BGE Reranker Base
Property | Value |
---|---|
Parameter Count | 278M |
License | MIT |
Languages | Chinese, English |
Framework | PyTorch, ONNX |
What is bge-reranker-base?
BGE Reranker Base is a cross-encoder model designed for efficient reranking of search results and document pairs. Unlike traditional embedding models, it directly computes relevance scores between query-document pairs, offering higher accuracy for ranking tasks. The model contains 278M parameters and supports both Chinese and English languages.
Implementation Details
The model utilizes a cross-encoder architecture based on XLM-RoBERTa, performing full-attention over input pairs to generate accurate relevance scores. It's optimized using cross-entropy loss and can be deployed using PyTorch or ONNX for efficient inference.

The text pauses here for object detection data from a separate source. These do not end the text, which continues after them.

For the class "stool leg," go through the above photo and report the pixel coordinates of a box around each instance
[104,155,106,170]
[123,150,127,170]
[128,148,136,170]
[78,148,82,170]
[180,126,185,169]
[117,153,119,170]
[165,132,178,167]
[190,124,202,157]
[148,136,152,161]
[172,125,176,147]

- Achieves MAP scores of 81.27% on CMedQAv1 and 84.10% on CMedQAv2
- Supports both PyTorch and ONNX runtime for flexible deployment
- Includes Safetensors implementation for enhanced security
Core Capabilities
- Bilingual reranking support for Chinese and English content
- Efficient reranking of top-k search results
- Strong performance on medical domain tasks
- Compatible with text-embeddings-inference systems
Frequently Asked Questions
Q: What makes this model unique?
The model uniquely combines cross-encoder architecture with bilingual capabilities, offering superior reranking performance compared to traditional bi-encoder models while maintaining practical inference speeds for production use.
Q: What are the recommended use cases?
The model is ideal for reranking top-k search results from a first-stage retriever, particularly in bilingual contexts or medical information retrieval scenarios. It's best used as a second-stage ranker after initial candidate retrieval.